According to an Argentine priest who spoke with Church Militant on condition of anonymity, there is "radio silence" in the pontiff's native country about the motu propio. "We remain frightened by Francis," he affirmed.
According to Latin Mass Directory, there are but four places where the rite can be celebrated in Argentina. While there was no mention of the pope's motu propio on the Argentine bishops' website, its official news service published an article noting the "change to norms that guide the use of the pre-conciliar missal."
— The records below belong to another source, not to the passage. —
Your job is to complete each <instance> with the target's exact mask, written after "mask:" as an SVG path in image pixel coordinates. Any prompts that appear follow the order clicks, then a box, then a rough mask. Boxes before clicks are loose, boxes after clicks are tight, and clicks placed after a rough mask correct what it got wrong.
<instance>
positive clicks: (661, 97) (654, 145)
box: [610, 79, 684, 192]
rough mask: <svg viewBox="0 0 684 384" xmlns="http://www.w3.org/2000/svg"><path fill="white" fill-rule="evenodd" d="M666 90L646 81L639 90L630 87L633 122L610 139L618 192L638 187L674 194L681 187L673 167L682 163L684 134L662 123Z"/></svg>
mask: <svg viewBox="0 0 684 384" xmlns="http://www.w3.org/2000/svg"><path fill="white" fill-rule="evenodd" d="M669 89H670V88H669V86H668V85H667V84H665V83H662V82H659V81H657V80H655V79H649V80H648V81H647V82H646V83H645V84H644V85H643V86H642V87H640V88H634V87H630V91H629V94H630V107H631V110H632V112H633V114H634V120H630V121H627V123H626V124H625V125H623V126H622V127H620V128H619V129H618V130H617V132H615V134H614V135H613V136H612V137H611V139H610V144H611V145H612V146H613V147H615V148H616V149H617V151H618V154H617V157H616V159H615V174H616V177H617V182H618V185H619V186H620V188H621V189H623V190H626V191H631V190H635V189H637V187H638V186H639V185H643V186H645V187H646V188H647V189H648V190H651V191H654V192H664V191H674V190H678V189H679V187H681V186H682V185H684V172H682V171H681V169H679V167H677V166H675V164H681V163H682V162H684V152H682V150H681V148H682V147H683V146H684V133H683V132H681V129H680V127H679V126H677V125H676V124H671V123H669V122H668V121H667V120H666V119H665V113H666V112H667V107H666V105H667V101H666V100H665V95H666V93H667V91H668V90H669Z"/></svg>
Likewise, the website of the Mexican bishops' conference made no reference to Traditionis Custodes. In June, Cdl. Raymond Burke — a frequent critic of the reigning pope — celebrated a TLM in Mexico during a conference on Summorum Pontificum that featured a confirmation and an ordination.
Elsewhere in the Church, dismay was evident.
On July 20, the Priestly Fraternity of St. Peter (FSSP), founded during the pontificate of Pope St. John Paul II in 1988 to advance pre-Vatican II liturgical traditions, stated it "is deeply saddened by the reasons given for limiting the use of the Missal of St. John XXIII, which is at the center of its charism."
FSSP was surprised that Francis did not mention "the many fruits visible in the apostolates attached to the missal of St. John XXIII and the joy of the faithful in being able to benefit from this liturgical form." It affirmed that many people have entered or returned to the Church because of the Latin liturgy, creating communities that are "often young and flourishing."
Critics of Traditionis Custodes include Cdl. Gerhard Müller, prefect emeritus of the Congregation for the Doctrine of the Faith, who opined July 19 that Pope Francis failed to make a sensible case for the sweeping restrictions. Echoing other critics, Müller paraphrased one of the pope's most lapidary statements, writing that "instead of appreciating the smell of the sheep, the shepherd here hits them hard with his crook."